Albania is everything and nothing. It’s a black-hole on the traveller’s map. It’s a mish-mash of Greece, Brazil, Japan and a thousand other places that I have been bored and lonely in. But Albania most definitely has haecietas. It has it in bucket-loads. The landscape ranges from untouched-beaches, fairy-tales towns, like the one where I am writing this, jagged mountain peaks, deep, clear lakes which are as blue as a newborn baby’s eyes and a deep and complex culture which embraces both hospitality to strangers and terrible blood-feuds. It’s a predominantly Muslim country but has towns with twenty-four crumbling, yet hauntingly beautiful, orthodox churches and where the local villagers are just as likely to invite you in to their house to sample their local moonshine as they are to stand and talk religion or politics on the street with you. It’s a country that once had a king called Zog and sits at one of the most important political cross-roads of Europe. It so enchanting that it makes me want to either burst into song, or cry tears of joy. A good advertising slogan for Albania could read:
Albania: Something for everyone – and then some…
It is a difficult country to understand. Considering its brutal Communist past and the madness surrounding the collapse of the pyramid investment schemes and subsequent implosion of the country in 1997, it’s hard to understand how the people remain so polite and friendly. Unemployment is endemic, wages are miniscule, prospects aren’t good and yet the people seem to be infected with a joie de vivre which is contagious. Perhaps it is the near-perfect Mediterranean climate, the fertile fields which produce cabbages so big that I can barely lift them or leeks the size of telegraph-poles, the abundance of homemade raki or the belief that the worst is past now and things are on the up, which makes the people so welcoming. Travelling in Albania, at this time, is a wonderful, soul-enriching experience.

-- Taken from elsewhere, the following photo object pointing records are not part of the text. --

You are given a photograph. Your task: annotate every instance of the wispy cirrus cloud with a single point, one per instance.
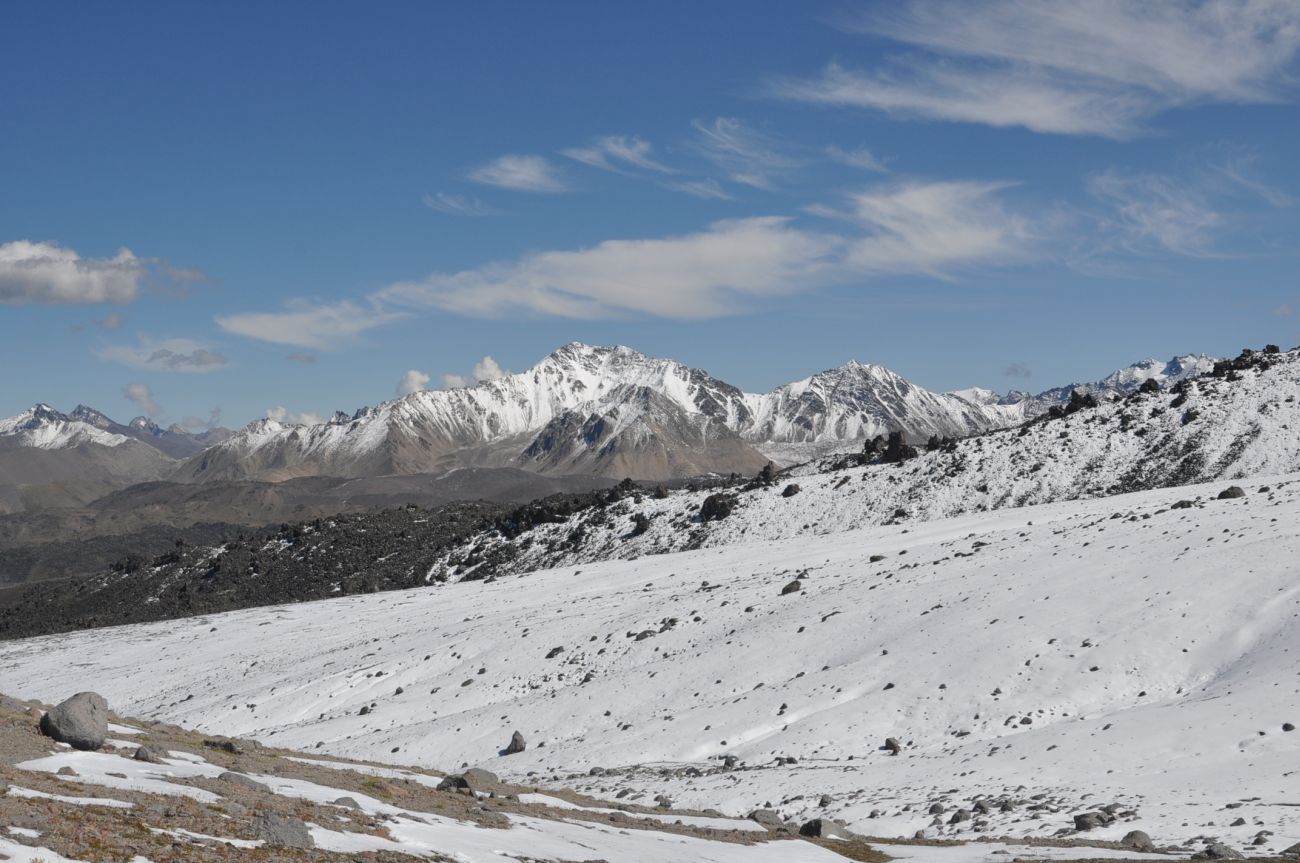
(619, 154)
(521, 173)
(456, 204)
(323, 326)
(859, 157)
(746, 155)
(280, 413)
(1062, 66)
(412, 381)
(936, 229)
(706, 189)
(690, 276)
(167, 355)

It is everything I have ever hoped to find through travelling.
But, I am still lonely and my thoughts constantly return to family. I wish they were here. Then, when we are old and infirm, we could sit drinks in hand, and enjoy the memory of this moment together.
Later, Zamir and I wander around the town. Everyone is out taking the air. The town has a carnival-like atmosphere. Fairy lights twinkle in the pure night air and every other shop is either a café or a bar. Charcoal briars are set up outside most bars and the pop of roasting corn feels the air. I wonder into the town’s single tourist store, it’s covered in a layer of dust which is both charming and sad. I buy an Albanian football shirt for my son. I know he will love it and each time he wears it I will remember this special country and how lonely I felt this night.
Early the next morning I watch the sun rise from the lofty vantage point of the castle which presides so magisterially over Berat. Below us the first fires of the day are being lit and warm, life-giving light begins to flood the valley. Coils of blue smoke begin to rise from chimney pipes and the call to pray hangs seductively in the air. I have never seen such a beautiful or heart-warming scene.
For a second, just for a second, all my fears and loneliness are gone. So, I pick up my bag, gave a brief pray of thanks, and go to find Zamir and more adventures.